Studenten bekommen eine MS-Lizenz für Win 7 / 8 für lau. Außerdem gibts das Y50-70 bei Notebooksbilliger häufig im Studi-Programm. Das kann mehr als 10% Nachlass ausmachen. Da würde ich nochmal vergleichen.

Die GTX860m gibts glaube ich als Maxwell eh nur mit 4GB VRAM. (hat mein MSI GE60-2PE auch)
Und die größeren (=i7) NB-Varianten haben meistens 8GB RAM drin. Da kann man über den Sinn diskutieren, allein ändern kann man nichts.

Die GTX860m reicht schon für Full-HD NICHT gut zum Spielen. (LoL, WoW ja, SW:ToR sehr eingeschränkt, BL2 ist je nach Level sehr zäh)

Ich würde zum (WQHD)-Spielen mind. zu einer GTX970m greifen. Die wurde heimlich dieser Tage veröffentlicht und entspricht (bis auf einen Shader-Cluster) der GTX970 vom Desktop. Sie hat also 1280 Shader (doppelt so viele, wie die GTX860m).
NVIDIA GeForce GTX 970M | techPowerUp GPU Database
Bisher gibt es sie aber wohl nur als MXM-Modul, was sie für flache Notebooks disqualifiziert und lieferbar ist auch noch nix.

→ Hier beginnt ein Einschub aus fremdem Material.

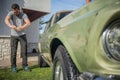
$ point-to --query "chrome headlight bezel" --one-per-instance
(111, 40)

Die NV-i7 mit HQ Endung sind echte 4/8-Kerner und sind deshalb leider im Idle auch schon ziemlich laut.
Vielleicht wäre eine U-Variante oder ein i5-4300M besser.
In meinem alten NB war auch nicht der i3-2330M die Bremse beim Zocken, sondern die Grafikkarte.
Für Office / Uni / Filme reicht jede dieser CPUs mehr als aus. Eine SSD bringt mehr Arbeitsgeschwindigkeit.

Edit:
Das verlinkte Y50-70 hat kein Laufwerk. Wird interessant, wie er so Filme ansehen will  .
Das U530 ist 1-2 Generationen veraltet und somit für 1000 € völlig inakzeptabel!
Dass der 4-Zellen Akku mit nem i7-4710HQ 5 Stunden durchhält, halte ich auch für ein Gerücht. Mein 6-Zellen Akku packt nicht mal eine Filmlänge, wenn ich den Lüfter nicht runterregle...


----------



## fxler (7. November 2014)

Also ich kann dir sagen 4K auf den kleinen Notebookdisplays ist unlesbar. 
Haben an der Arbeit alle Fujitsu Lifebooks U904 und die laufen alle auf FullHD dann erkennt man den Text auch noch


----------



## hanssx2 (7. November 2014)

ist UHD echt so unleserlich?
Mein Bruder bekommt eine 8.1 Lizens von der Hochschule gestellt, deswegen fallen hier keine kosten mehr an.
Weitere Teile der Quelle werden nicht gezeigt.